Abstract
Most LiDAR users wonder, «Why use an INS with a LiDAR? ». To obtain a point cloud with high precision georeferencing, it is necessary to know the location and orientation of the LiDAR in a geographic coordinate system. For this, LiDAR is integrated by an inertial navigation system that determines the location and orientation of LiDAR. This article discusses the principle of georeferencing LiDAR using INS and why orientation accuracy is essential.
The sections will cover Introduction to LiDAR, LiDAR georeferencing, and RESEPI – LiDAR implementation using INS. The conclusion will summarize what LiDAR is used for in conjunction with INS.
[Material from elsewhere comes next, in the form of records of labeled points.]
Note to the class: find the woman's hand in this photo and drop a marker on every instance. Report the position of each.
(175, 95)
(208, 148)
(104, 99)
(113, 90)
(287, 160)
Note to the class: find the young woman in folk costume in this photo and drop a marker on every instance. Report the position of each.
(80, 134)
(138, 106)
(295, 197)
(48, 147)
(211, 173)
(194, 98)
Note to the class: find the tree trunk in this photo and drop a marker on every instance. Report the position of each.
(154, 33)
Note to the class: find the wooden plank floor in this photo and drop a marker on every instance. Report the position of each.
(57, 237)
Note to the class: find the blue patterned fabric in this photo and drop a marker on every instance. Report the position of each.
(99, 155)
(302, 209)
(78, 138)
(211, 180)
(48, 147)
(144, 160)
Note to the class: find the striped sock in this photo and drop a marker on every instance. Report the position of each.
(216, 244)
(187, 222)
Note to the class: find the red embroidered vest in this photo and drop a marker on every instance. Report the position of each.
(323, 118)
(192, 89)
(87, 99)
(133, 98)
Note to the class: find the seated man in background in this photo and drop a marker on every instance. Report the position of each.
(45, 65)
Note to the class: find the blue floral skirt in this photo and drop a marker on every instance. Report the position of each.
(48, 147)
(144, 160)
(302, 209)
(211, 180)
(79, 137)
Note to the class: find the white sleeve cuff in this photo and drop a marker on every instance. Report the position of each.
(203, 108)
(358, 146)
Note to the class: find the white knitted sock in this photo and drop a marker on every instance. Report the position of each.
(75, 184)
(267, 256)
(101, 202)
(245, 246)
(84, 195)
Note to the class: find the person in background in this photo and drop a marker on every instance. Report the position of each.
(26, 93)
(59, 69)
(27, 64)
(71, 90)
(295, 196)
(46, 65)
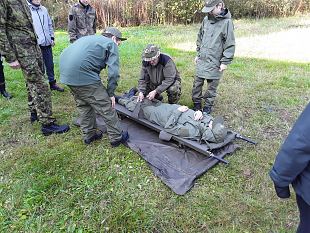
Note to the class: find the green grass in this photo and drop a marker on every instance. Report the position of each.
(57, 184)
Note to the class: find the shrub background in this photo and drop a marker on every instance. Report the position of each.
(154, 12)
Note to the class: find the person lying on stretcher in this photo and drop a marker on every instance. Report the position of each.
(179, 120)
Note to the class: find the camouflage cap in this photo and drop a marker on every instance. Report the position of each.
(115, 32)
(150, 52)
(210, 4)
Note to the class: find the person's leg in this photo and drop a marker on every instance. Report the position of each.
(38, 91)
(101, 102)
(3, 91)
(87, 113)
(174, 92)
(210, 94)
(47, 54)
(197, 92)
(304, 211)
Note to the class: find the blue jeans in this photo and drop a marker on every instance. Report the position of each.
(304, 211)
(47, 54)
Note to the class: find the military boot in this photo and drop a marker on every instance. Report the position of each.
(96, 136)
(197, 106)
(123, 140)
(207, 109)
(55, 87)
(3, 92)
(33, 117)
(51, 128)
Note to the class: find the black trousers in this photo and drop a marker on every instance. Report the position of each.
(2, 79)
(304, 211)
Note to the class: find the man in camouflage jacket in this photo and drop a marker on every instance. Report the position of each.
(81, 21)
(18, 44)
(215, 50)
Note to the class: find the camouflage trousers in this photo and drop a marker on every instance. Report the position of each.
(173, 92)
(39, 96)
(92, 99)
(209, 95)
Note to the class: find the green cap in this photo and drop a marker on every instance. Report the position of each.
(210, 4)
(150, 52)
(115, 32)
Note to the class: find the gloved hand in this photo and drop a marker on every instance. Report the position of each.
(282, 192)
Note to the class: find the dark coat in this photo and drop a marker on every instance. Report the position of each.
(292, 164)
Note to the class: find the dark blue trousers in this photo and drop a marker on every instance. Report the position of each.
(2, 79)
(304, 211)
(47, 54)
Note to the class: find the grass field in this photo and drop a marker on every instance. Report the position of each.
(58, 184)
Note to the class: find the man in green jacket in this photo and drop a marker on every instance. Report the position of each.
(179, 120)
(80, 67)
(158, 74)
(81, 20)
(215, 50)
(18, 44)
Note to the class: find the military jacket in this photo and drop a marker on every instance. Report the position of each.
(17, 34)
(159, 77)
(82, 62)
(81, 21)
(215, 45)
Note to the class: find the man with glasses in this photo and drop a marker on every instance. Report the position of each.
(158, 74)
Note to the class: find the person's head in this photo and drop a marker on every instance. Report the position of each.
(84, 2)
(214, 7)
(114, 34)
(35, 2)
(151, 54)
Section 1. Introduction to LiDAR
Light Detection and Ranging (LiDAR) technology is a technology whose principle is based on emitting multiple laser pulses and measuring the time they return to a LiDAR receiver. Pulses of light are emitted along a stripe called a scan line. Since pulses travel a distance at the speed of light, a known value, it is not difficult to determine the distance of each pulse to the object from which it was reflected, for example, a tree. The lidar system creates a 3D point cloud of the environment by repeating the process for many pulses. The resulting data is processed to create accurate maps, terrain models, or three-dimensional images of objects.
Due to the advantages of this technology, LiDAR has found wide applications in mapping, power line analysis, forest and biomass monitoring, construction, mining, and much more.
Section 2. LiDAR georeferencing
LiDAR can only measure distance locally, i.e., from its location to the object. To better understand how this works, see Figure 1, which shows the coordinate system associated with LiDAR.
Figure 1. Spherical coordinate system associated with LiDAR.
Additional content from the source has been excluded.